If I go buy a MacBook today, I heard that I can upgrade to Leopard at a later date for 9.95. Would this mean I would have to take the MB in to the store for them to do it, or would they give me the install disks? Also, is Mac similar to Windows in that they have "full" and "upgrade" editions of OSes?

If I will have to just do an upgrade on top of Tiger, I want to just try to hold off until it comes pre-installed.......although my crappy HP laptop is dying...the bottom 1/3 of the screen is not working, lol.
 
All retail installer discs are full versions of OS X. You'll get the discs in the mail.

I'd wait as long as possible as well.
 
Waiting May Also Garner You A New Model Soon

MacBook needs to go Santa Rosa and better Integrated Graphics (IG) really soon so I would wait to see that happen before I bought a new MacBook.
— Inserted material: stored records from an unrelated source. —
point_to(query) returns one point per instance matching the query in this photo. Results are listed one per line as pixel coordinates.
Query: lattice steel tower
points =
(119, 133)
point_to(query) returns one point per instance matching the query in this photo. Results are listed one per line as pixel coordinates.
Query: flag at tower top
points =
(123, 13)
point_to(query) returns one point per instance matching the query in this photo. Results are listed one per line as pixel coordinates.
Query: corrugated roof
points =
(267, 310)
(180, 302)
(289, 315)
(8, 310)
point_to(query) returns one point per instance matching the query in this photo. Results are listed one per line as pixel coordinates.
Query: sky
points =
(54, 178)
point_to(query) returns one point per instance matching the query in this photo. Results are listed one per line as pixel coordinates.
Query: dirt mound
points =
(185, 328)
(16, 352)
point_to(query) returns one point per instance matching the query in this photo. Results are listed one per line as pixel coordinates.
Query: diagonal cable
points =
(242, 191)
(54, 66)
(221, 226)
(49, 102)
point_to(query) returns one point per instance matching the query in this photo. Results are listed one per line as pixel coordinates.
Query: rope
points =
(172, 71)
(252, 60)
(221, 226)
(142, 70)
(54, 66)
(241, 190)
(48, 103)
It may be announced as soon as next week - certainly by mid November. :)

Santa Rosa will let the MacBook see and use all 4GB of a pair of 2GB ram sticks instead of only 3GB in the current models. Completes the 64-bitness package. The next IG chip X3100 (I think it's called) will be much better than the current one. Since MacBooks don't have dedicated graphics cards inside to keep the price low, they rely on what Intel provides on the motherboard which shares ram from the main ram rather than having it's own ram.
 
Santa Rosa and IG

Multi-Media:

I am kinda green when it comes to some of the more technical terminology. Could you explain what "Santa Rosa" and "IG" are and how the current macbooks are not as good as they could be if these changes are made? I am eager to buy a macbook and am fine waiting for these changes, I just want to have a better understanding of what I am waiting for :)

Thanks!

-Aric
 
MacBook needs to go Santa Rosa and better IG really soon

But the only other benefit of Santa Rosa than better 3D graphics is 4GB RAM support. I got bitten by this a while back when I ordered 4GB for a pre-Santa Rosa Thinkpad and only 3GB showed up in the OS. But if the OP will only need 2GB (or maybe 1+2=3GB at single channel, or doesn't mind wasting 1GB with 4GB---possibly, as prices drop), than the only other reason to wait is want for sexiness.
 
4GB Is Better Than 3GB When You Start MultiTasking

But the only other benefit of Santa Rosa than better 3D graphics is 4GB RAM support. I got bitten by this a while back when I ordered 4GB for a pre-Santa Rosa Thinkpad and only 3GB showed up in the OS. But if the OP will only need 2GB (or maybe 1+2=3GB at single channel, or doesn't mind wasting 1GB with 4GB---possibly, as prices drop), than the only other reason to wait is want for sexiness.
Although 3GB may seem like enough, 4GB will be happily available when you need it. Why buy now when the 4GB capable model is literally only weeks away? I know in my case 4GB is really not enough. But for mobile computing, it's the top for now.

FYI The price of a pair of 2GB sticks has dropped to $150 on sales now.
 
Multi-Media:

I am kinda green when it comes to some of the more technical terminology. Could you explain what "Santa Rosa" and "IG" are and how the current macbooks are not as good as they could be if these changes are made? I am eager to buy a macbook and am fine waiting for these changes, I just want to have a better understanding of what I am waiting for :)

Thanks!

-Aric

If you don't know what they are, you probably don't need them.